The present invention relates to techniques for enhancing the speed of graphics processing performed on workstations, personal computers and the like. More particularly, the invention relates to a graphics system for utilizing a plurality of rendering devices.
In a graphics system implemented by a workstation or the like, graphics processing is accelerated conventionally by a setup comprising a plurality of geometric processors for performing geometric computations in graphics, as well as a plurality of rendering processors for generating pixels. For example, a Z-merger image composition scheme involving a plurality of rendering devices to generate three-dimensional images parallel is used to increase the processing speed of "Subaru: A High-Speed High-Performance 3D CG System" which was discussed in the autumn 1992 symposium of the Institute of Electronics, Information and Communication Engineers (proceedings, pp. 6-602-207). The disclosed system utilizes a plurality of rendering devices, each made up of a geometric processor, a rendering processor and a frame memory. On the level of pixels in which each rendering device effects its output, the system compares depth data (Z values) per pixel so that the color of each foreground pixel is selected. A final image is obtained by the system merging outputs from a plurality of rendering devices.

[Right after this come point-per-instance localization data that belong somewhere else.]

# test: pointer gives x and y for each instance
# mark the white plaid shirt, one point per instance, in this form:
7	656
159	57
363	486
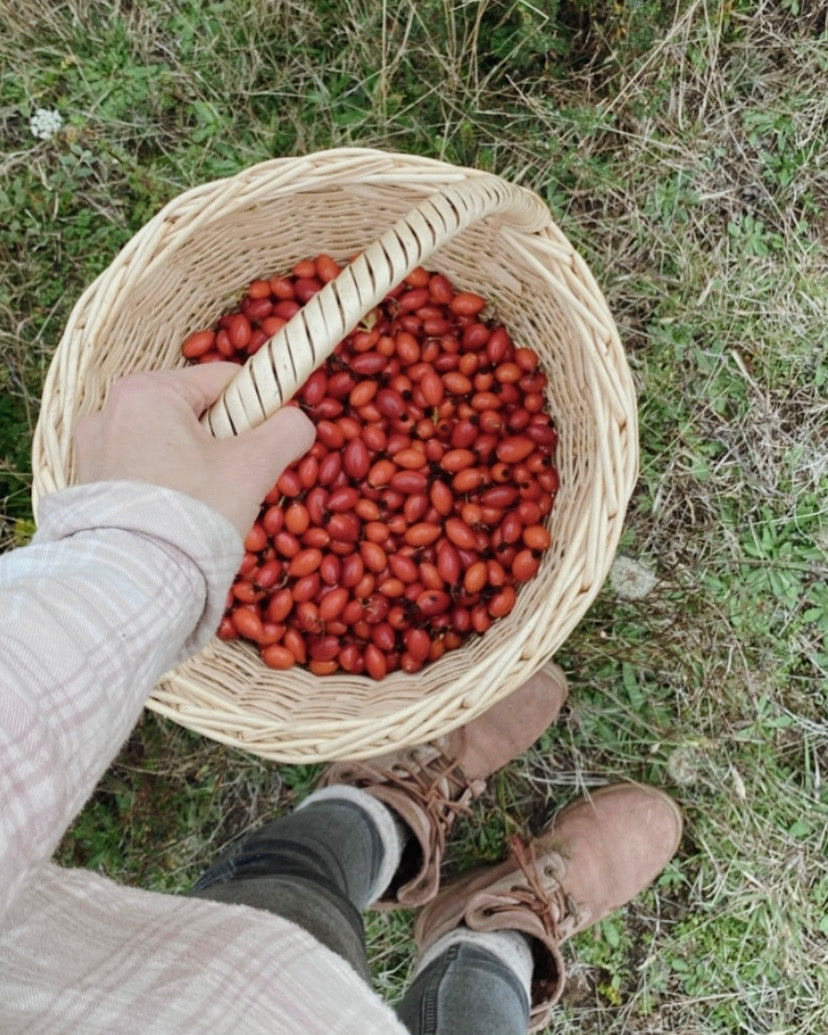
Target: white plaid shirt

One advantage of the conventional technique mentioned above is that it is easy to shorten the time for image generation by simply adding more rendering devices, as discussed illustratively by Foley, van Dam, Feiner and Hughes in "Computer Graphics: Principle and Practice" (from Addison Wesley, pp. 906-907).
It should be noted that the disclosed system mentioned above with its Z-merger scheme simply selects pixels during Z value comparison and does not generate new pixel data. This means that the system has difficulty evaluating in Z values any transparent object which lets light pass therethrough. In some cases, transparent objects are not adequately displayed.